Come hai scoperto il tuo amore per il canto?
«È una passione scritta nei miei cromosomi: mamma Edi racconta come, quando ero ancora in culla, non appena sentivo un brano operistico, smettessi di piangere... Da bambino cantavo sempre. A sette anni già riconoscevo le voci celebri dell’epoca, da Beniamino Gigli a Mario Del Monaco a Franco Corelli… Ascoltavo le loro voci attraverso il giradischi, imparavo le grandi arie e poi provavo a imitarne le interpretazioni. Amici e parenti mi chiedevano di esibirmi per loro. Ed è stata forse questa loro insistenza che mi ha portato a pensare: “Forse andrà a finire che cantare sarà il mio mestiere!”.»
A breve uscirà nelle sale il film La musica del silenzio tratto dal tuo libro omonimo, in cui ripercorri la tua vita a partire dall’infanzia. Perché hai scelto di raccontarti usando un altro personaggio?
«Scrissi la prima edizione del libro quando avevo quaranta anni e mi venne spontaneo non parlare in prima persona: uno stratagemma che credo mi permise una maggiore lucidità nella narrazione. Scelsi il nome di “Amos” in omaggio a un uomo straordinario, Amos Martellacci, mio compaesano, che aveva ricevuto dal cielo il dono di apprendere e di comprendere, oltre che di trasmettere, il proprio sapere agli altri. Per molti anni venne a casa mia, seguendomi negli studi universitari (Andrea è laureato in Legge, ndr)».
Quando appari in pubblico sei sempre sorridente. Qual è la fonte della luce che sprigiona dal tuo viso?

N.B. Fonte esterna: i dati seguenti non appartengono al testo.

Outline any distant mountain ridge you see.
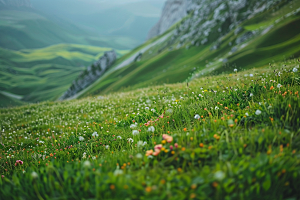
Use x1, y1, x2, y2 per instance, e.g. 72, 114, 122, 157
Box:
0, 0, 31, 7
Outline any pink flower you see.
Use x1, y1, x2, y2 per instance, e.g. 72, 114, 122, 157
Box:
154, 144, 162, 150
175, 143, 178, 148
1, 175, 4, 178
170, 145, 173, 150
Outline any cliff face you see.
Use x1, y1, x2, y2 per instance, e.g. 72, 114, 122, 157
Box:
0, 0, 32, 7
148, 0, 192, 39
59, 50, 117, 100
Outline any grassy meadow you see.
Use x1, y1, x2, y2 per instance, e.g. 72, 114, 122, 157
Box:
0, 58, 300, 199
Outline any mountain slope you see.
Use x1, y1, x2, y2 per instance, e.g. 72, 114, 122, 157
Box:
77, 0, 300, 98
0, 44, 128, 105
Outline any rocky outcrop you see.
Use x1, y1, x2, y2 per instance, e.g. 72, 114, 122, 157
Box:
0, 0, 32, 7
148, 0, 194, 39
59, 50, 117, 100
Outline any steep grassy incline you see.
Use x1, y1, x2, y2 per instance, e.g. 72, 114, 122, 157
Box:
80, 0, 300, 98
0, 44, 129, 105
0, 59, 300, 199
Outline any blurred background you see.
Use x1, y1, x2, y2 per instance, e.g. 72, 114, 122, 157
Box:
1, 0, 300, 107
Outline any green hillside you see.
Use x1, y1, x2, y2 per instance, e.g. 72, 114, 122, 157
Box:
1, 59, 300, 199
80, 0, 300, 98
0, 44, 129, 105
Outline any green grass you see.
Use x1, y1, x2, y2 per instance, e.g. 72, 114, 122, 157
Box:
0, 59, 300, 199
0, 44, 129, 105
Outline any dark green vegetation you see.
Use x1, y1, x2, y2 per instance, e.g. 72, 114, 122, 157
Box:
0, 59, 300, 199
0, 44, 129, 105
81, 0, 300, 98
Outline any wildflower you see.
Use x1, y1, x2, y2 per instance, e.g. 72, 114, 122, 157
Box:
23, 170, 26, 174
293, 68, 298, 72
147, 155, 153, 159
132, 130, 139, 136
114, 166, 123, 176
250, 74, 253, 77
117, 136, 122, 139
214, 171, 225, 181
215, 106, 219, 110
234, 68, 237, 72
154, 144, 163, 150
83, 160, 91, 168
277, 84, 281, 88
146, 150, 153, 156
250, 93, 253, 97
105, 145, 110, 149
92, 132, 98, 137
79, 136, 84, 141
136, 153, 143, 159
92, 156, 96, 160
137, 141, 144, 147
194, 114, 200, 119
82, 152, 87, 159
31, 172, 38, 179
255, 110, 262, 115
145, 107, 149, 110
127, 138, 134, 143
245, 112, 249, 116
130, 123, 137, 129
162, 134, 173, 143
147, 126, 155, 132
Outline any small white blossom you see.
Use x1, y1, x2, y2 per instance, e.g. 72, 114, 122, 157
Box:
145, 107, 149, 110
194, 114, 200, 119
136, 153, 143, 159
214, 171, 225, 181
130, 123, 137, 129
117, 136, 122, 139
215, 106, 219, 110
250, 74, 253, 77
277, 84, 281, 88
31, 172, 38, 179
245, 112, 249, 116
79, 136, 84, 141
83, 160, 91, 168
132, 130, 139, 136
105, 145, 109, 149
127, 138, 134, 143
250, 93, 253, 97
147, 126, 155, 132
255, 110, 262, 115
92, 132, 98, 137
234, 68, 237, 72
293, 68, 298, 73
92, 156, 96, 160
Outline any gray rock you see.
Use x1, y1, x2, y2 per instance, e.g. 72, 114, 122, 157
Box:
59, 50, 117, 100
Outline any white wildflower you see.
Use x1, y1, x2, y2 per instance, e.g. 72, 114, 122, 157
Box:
127, 138, 134, 143
132, 130, 139, 136
215, 106, 219, 110
194, 114, 200, 119
255, 110, 262, 115
114, 166, 123, 176
31, 172, 38, 179
250, 93, 253, 97
245, 112, 249, 116
250, 74, 253, 77
234, 68, 237, 72
92, 132, 98, 137
82, 152, 87, 159
145, 107, 149, 110
277, 84, 281, 88
147, 126, 155, 132
117, 136, 122, 139
105, 145, 109, 149
92, 156, 96, 160
293, 68, 298, 73
136, 153, 143, 159
130, 123, 137, 129
79, 136, 84, 141
214, 171, 225, 181
83, 160, 91, 168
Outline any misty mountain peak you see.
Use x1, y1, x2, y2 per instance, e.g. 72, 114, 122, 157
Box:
0, 0, 32, 8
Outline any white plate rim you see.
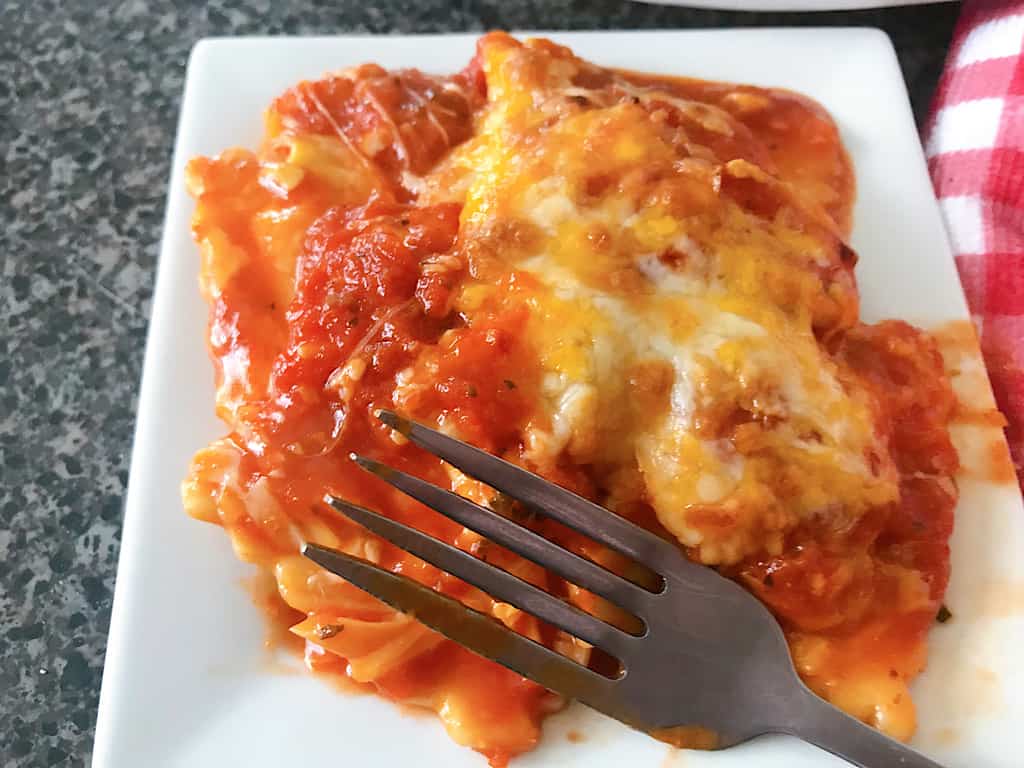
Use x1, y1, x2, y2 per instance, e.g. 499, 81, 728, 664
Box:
93, 29, 1024, 768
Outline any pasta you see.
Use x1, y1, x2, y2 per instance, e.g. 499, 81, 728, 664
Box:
182, 33, 959, 765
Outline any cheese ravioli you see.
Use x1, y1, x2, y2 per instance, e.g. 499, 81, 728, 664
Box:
183, 33, 958, 766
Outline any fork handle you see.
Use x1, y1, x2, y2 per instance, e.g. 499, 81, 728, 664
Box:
787, 685, 948, 768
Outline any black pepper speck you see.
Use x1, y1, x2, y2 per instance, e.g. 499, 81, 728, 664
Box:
1, 1, 957, 766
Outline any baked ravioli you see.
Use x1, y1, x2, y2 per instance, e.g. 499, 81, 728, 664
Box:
182, 33, 959, 766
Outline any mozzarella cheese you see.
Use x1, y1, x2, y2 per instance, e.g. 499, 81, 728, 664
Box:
423, 34, 898, 564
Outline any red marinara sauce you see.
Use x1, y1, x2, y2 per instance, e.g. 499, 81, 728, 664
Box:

«Fondamentalmente, sulla tensione (che pure c’è sempre, perché sono per carattere un emotivo) prevale la gioia di poter condividere la musica che amo, prevale la gratitudine verso coloro che mi accordano il privilegio di seguirmi con benevolenza, e in generale la riconoscenza che sento, verso la vita e verso i miei simili. Inoltre, mi sostiene giorno dopo giorno la fede, dono inestimabile che quotidianamente cerco di custodire e incrementare».